Mais tarde, em 1914, Freud discorre em detalhes sobre este termo no texto Recordar Repetir e Elaborar, no qual ressalta seu entrelaçamento com a prática psicanalítica.
(...) “podemos dizer que o paciente não ‘recorda’ coisa alguma do que esqueceu e reprimiu, mas o expressa pela atuação ou ‘atua-o’ (‘acts it out’). Ele o reproduz não como lembrança, mas como ação: repete-o, sem, naturalmente, saber o que está repetindo”.
Neste pequeno trecho, Freud se refere a ações que o paciente pratica ao invés de recordar. Ele repete o que esqueceu e reprimiu ao reproduzir como ato, sem saber o que está repetindo. Esta é uma forma peculiar de recordar que aparece durante a análise.
Mas repetição não é o mesmo que acting out, embora neste se expresse uma modalidade de repetição.

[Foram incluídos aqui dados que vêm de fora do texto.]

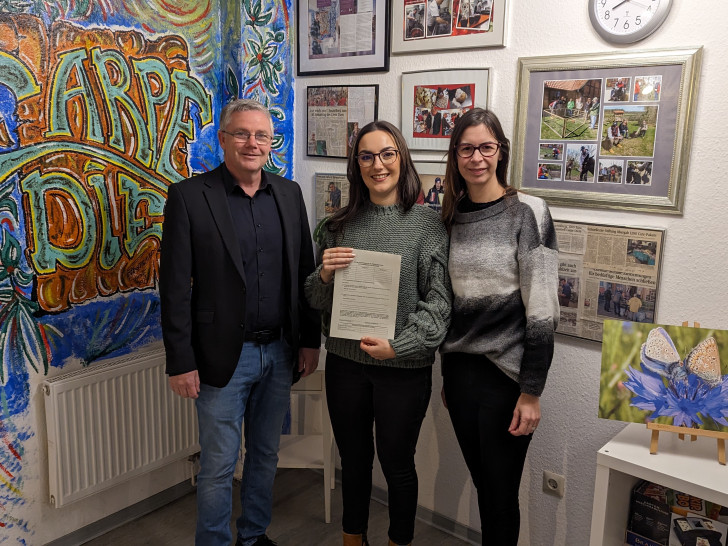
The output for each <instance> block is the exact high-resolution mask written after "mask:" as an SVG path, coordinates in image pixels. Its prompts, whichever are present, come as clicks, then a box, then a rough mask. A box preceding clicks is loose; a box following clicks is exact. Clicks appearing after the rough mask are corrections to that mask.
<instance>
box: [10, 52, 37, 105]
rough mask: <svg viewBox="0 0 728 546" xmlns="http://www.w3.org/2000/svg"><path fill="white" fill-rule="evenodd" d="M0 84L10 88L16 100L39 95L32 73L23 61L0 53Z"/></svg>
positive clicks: (29, 69)
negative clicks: (16, 97)
mask: <svg viewBox="0 0 728 546" xmlns="http://www.w3.org/2000/svg"><path fill="white" fill-rule="evenodd" d="M0 82H3V83H4V84H5V85H7V86H8V88H10V89H11V90H12V91H13V93H15V96H16V97H17V99H18V100H23V99H26V98H28V97H32V96H33V95H37V94H38V93H40V87H39V86H38V82H37V81H36V79H35V77H34V76H33V73H32V72H31V71H30V68H28V65H26V64H25V63H24V62H23V61H21V60H20V59H16V58H15V57H13V56H12V55H8V54H7V53H5V52H4V51H0Z"/></svg>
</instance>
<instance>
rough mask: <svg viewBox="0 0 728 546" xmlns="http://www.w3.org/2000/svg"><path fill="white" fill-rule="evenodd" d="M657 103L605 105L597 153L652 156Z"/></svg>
mask: <svg viewBox="0 0 728 546" xmlns="http://www.w3.org/2000/svg"><path fill="white" fill-rule="evenodd" d="M657 110H658V107H657V106H640V105H624V106H605V107H604V124H603V126H602V143H601V153H607V154H610V155H621V156H639V157H652V156H653V155H654V152H655V130H656V127H657Z"/></svg>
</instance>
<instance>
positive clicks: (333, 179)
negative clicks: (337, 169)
mask: <svg viewBox="0 0 728 546" xmlns="http://www.w3.org/2000/svg"><path fill="white" fill-rule="evenodd" d="M315 179H316V223H318V222H320V221H321V220H323V219H324V218H326V217H327V216H331V215H332V214H333V213H335V212H336V211H337V210H339V209H340V208H341V207H345V206H346V205H348V204H349V179H348V178H346V175H345V174H329V173H316V175H315Z"/></svg>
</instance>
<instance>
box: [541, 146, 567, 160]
mask: <svg viewBox="0 0 728 546" xmlns="http://www.w3.org/2000/svg"><path fill="white" fill-rule="evenodd" d="M538 158H539V159H553V160H555V161H560V160H561V159H563V158H564V145H563V144H562V143H560V142H542V143H541V144H539V145H538Z"/></svg>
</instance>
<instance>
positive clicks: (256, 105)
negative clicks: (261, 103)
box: [219, 99, 275, 136]
mask: <svg viewBox="0 0 728 546" xmlns="http://www.w3.org/2000/svg"><path fill="white" fill-rule="evenodd" d="M250 111H253V112H262V113H264V114H265V115H266V117H267V118H268V121H270V134H271V136H273V135H274V134H275V133H274V131H273V116H271V115H270V110H268V108H266V107H265V106H264V105H263V104H261V103H260V102H258V101H257V100H254V99H233V100H231V101H230V102H228V103H227V104H226V105H225V106H224V107H223V109H222V112H220V127H219V129H220V130H221V131H224V130H225V129H227V125H228V123H229V122H230V118H231V117H232V115H233V114H234V113H235V112H250Z"/></svg>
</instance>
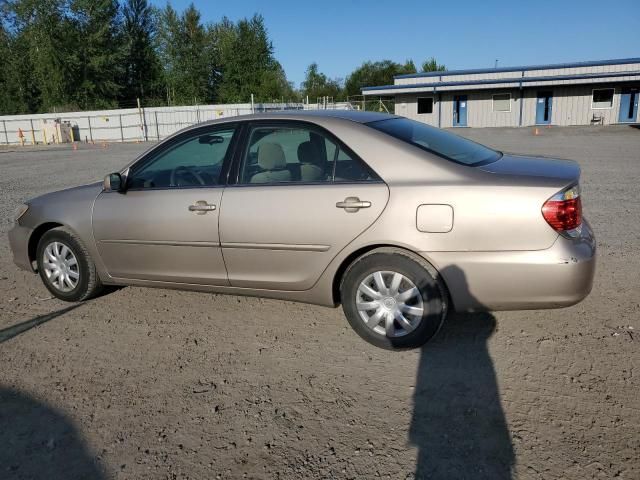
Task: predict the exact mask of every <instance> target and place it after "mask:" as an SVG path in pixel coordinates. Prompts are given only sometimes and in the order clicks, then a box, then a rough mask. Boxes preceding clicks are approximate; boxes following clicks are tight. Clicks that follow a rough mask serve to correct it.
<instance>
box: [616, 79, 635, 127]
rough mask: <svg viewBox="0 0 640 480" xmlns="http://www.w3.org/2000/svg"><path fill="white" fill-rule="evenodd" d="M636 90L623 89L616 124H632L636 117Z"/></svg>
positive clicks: (620, 100)
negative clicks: (621, 123)
mask: <svg viewBox="0 0 640 480" xmlns="http://www.w3.org/2000/svg"><path fill="white" fill-rule="evenodd" d="M638 93H639V92H638V89H637V88H623V89H622V94H621V95H620V113H619V115H618V122H620V123H633V122H635V121H636V118H637V117H638Z"/></svg>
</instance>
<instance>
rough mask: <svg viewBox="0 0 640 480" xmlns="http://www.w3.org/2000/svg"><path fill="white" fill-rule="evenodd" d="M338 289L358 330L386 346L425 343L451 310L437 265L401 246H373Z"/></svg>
mask: <svg viewBox="0 0 640 480" xmlns="http://www.w3.org/2000/svg"><path fill="white" fill-rule="evenodd" d="M340 295H341V299H342V308H343V310H344V313H345V316H346V317H347V320H348V321H349V323H350V324H351V326H352V327H353V329H354V330H355V331H356V333H358V335H360V336H361V337H362V338H363V339H365V340H366V341H368V342H369V343H371V344H373V345H375V346H377V347H381V348H386V349H392V350H396V349H408V348H417V347H420V346H422V345H424V344H425V343H426V342H427V341H429V340H430V339H431V338H432V337H433V336H434V335H435V334H436V333H437V332H438V330H439V329H440V327H441V325H442V322H443V321H444V319H445V317H446V313H447V298H448V296H447V294H446V289H445V286H444V284H443V282H442V280H441V279H440V277H439V275H438V274H437V272H436V271H435V269H434V268H433V267H432V266H431V265H430V264H429V263H428V262H426V261H425V260H423V259H422V258H420V257H418V256H417V255H414V254H412V253H410V252H407V251H405V250H402V249H395V248H385V249H379V250H374V251H372V252H370V253H367V254H365V255H363V256H362V257H360V258H359V259H357V260H356V261H355V262H354V263H353V264H351V265H350V266H349V268H348V269H347V271H346V272H345V274H344V276H343V280H342V284H341V286H340Z"/></svg>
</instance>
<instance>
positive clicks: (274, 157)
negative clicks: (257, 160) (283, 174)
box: [258, 143, 287, 170]
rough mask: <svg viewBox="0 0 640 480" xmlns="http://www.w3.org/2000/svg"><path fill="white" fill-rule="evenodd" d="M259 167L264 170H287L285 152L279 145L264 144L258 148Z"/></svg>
mask: <svg viewBox="0 0 640 480" xmlns="http://www.w3.org/2000/svg"><path fill="white" fill-rule="evenodd" d="M258 166H259V167H260V168H261V169H263V170H282V169H284V168H287V160H286V159H285V158H284V151H283V150H282V147H281V146H280V144H278V143H263V144H262V145H260V146H259V147H258Z"/></svg>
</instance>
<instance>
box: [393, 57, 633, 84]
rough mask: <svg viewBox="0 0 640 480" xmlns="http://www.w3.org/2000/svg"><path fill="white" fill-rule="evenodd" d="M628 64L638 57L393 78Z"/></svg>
mask: <svg viewBox="0 0 640 480" xmlns="http://www.w3.org/2000/svg"><path fill="white" fill-rule="evenodd" d="M629 63H640V57H635V58H619V59H612V60H592V61H587V62H573V63H550V64H545V65H527V66H523V67H500V68H477V69H470V70H447V71H444V72H422V73H409V74H405V75H395V76H394V77H393V78H394V79H395V78H417V77H440V76H443V77H444V76H447V75H470V74H477V73H497V72H521V71H525V72H527V71H530V70H551V69H555V68H579V67H597V66H604V65H625V64H629Z"/></svg>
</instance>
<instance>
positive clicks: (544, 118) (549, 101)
mask: <svg viewBox="0 0 640 480" xmlns="http://www.w3.org/2000/svg"><path fill="white" fill-rule="evenodd" d="M552 106H553V93H552V92H548V91H544V92H538V97H537V98H536V125H548V124H550V123H551V108H552Z"/></svg>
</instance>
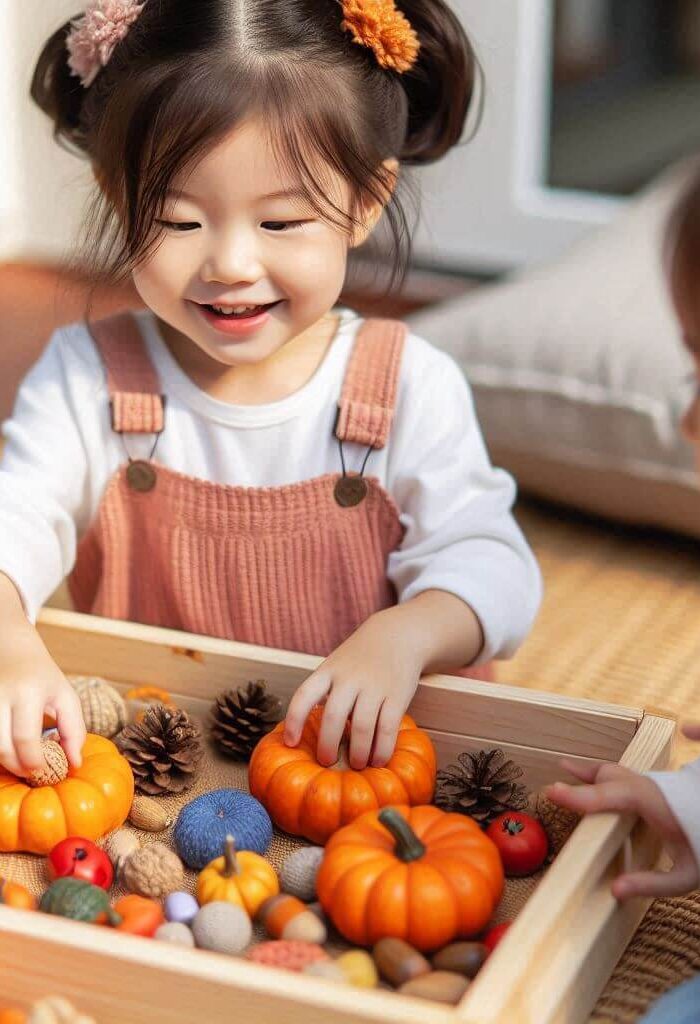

segunda-feira, 1 de dezembro de 2008

Considerações sobre o exame pericial

Nas próximas postagens, vou tecer considerações sobre o exame pericial no contexto psiquiátrico-forense.
Estas reflexões são particularmente úteis para os profissionais que trabalham no sistema judiciário, além, é claro, de esclarecer especificidades conceituais para todas as pessoas que se interessam pelo tema.
Iniciarei o assunto introduzindo o significado da expressão acting out.

Não existe na língua portuguesa uma palavra que corresponda fielmente ao sentido literal contido no substantivo inglês acting out.
A expressão acting out, tal como usada no campo da psicanálise, consiste na tradução para o inglês das palavras alemães: agieren (verbo intransitivo, que significa to act, agir, atuar), e holdeln (to act, agir, atuar).
Existe uma confusão relacionada ao uso do termo que pode ser atribuída aos empregos originalmente feitos por Freud dessas palavras - agieren e holdeln - de mesmo significado, usadas em contextos diversos, e traduzidas para o inglês pela mesma expressão: acting out.
O verto to act significa atuar, funcionar, trabalhar; e em sentido figurado: fingir, simular. To act out significa a ação de uma pessoa representar ou manifestar em seu comportamento expresso um conteúdo psíquico, um sentimento, uma idéia, ou mesmo repetir um diálogo previamente decorado na encenação de um certo papel.
Na língua portuguesa, esses termos são traduzidos por atuação, palavra que se banalizou no uso excessivo e adquiriu conotações pejorativas.
Nos textos psicanalíticos, nota-se a preferência pela expressão inglesa, acting out. Esta alcançou consagração com os estudos de Lacan, transmitidos sob a forma de seminários.